Development of a High-Throughput Assay for Alzheimer’s Disease Drug Identification

The Amyloid Cascade Hypothesis places the aggregation of the peptide Beta Amyloid (AB) as the root cause of the pathogenic cascade of Alzheimer’s Disease (AD). As such, it becomes important to identify species which may inhibit or reverse the aggregation of AB in the brain as these may lead to the discovery of a cure or treatment for AD. Here, we seek to identify small molecules which may inhibit or reverse AB aggregation via a novel, high throughput method and confirmed by two additional methods. Fluorescence Anisotropy (FLA) is the novel method used to rapidly analyze the aggregative state of Beta Amyloid (AB) via the attachment of the fluorophore, TAMRA to AB, and is then confirmed by Fluorescence Intensity (FLI) and Atomic Force Microscopy (AFM).

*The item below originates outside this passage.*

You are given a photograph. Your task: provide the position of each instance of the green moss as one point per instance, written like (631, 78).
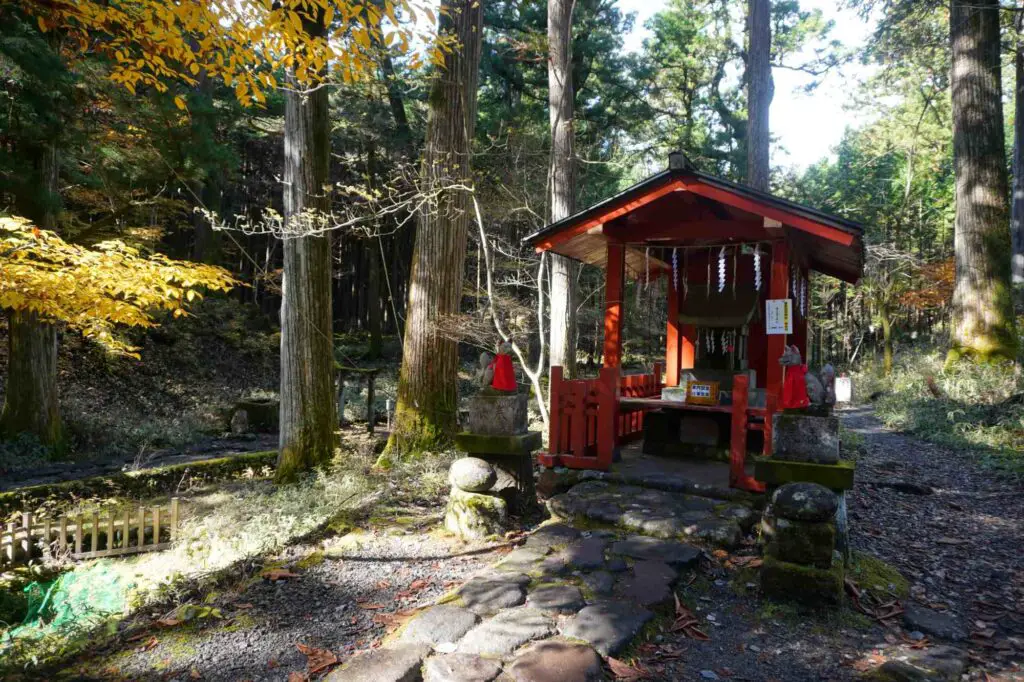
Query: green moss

Previously, we have been successful in using FLA, FLI, and AFM to demonstrate that metal chelators such as EDTA may reverse aggregation of AB where aggregation is due to metal-induced oligomerization. Here, we study the effects of small biomolecules trehalose (TREL), tramiprosate (TRAM), and curcumin (CURC) on the aggregative state of AB where oligomerization is self-induced. This will be assessed in two studies: induction and reversal. In the induction study, TREL showed the smallest increase in anisotropy as compared to self-aggregated AB at 24 h, followed by CURC and TRAM implying TREL is the most effective in preventing aggregation, and none are inducing aggregation. In the reversal study, TREL shows the least significant increase in anisotropy followed by CURC and TRAM, similar to the induction study. FLA results of the reversal study, however, may be invalid due to an unusual decrease in anisotropy of self-aggregated AB. Where FLI corroborates the induction study, AFM will be conducted in the future and FLA repeated in the reversal study to ensure accuracy of these results.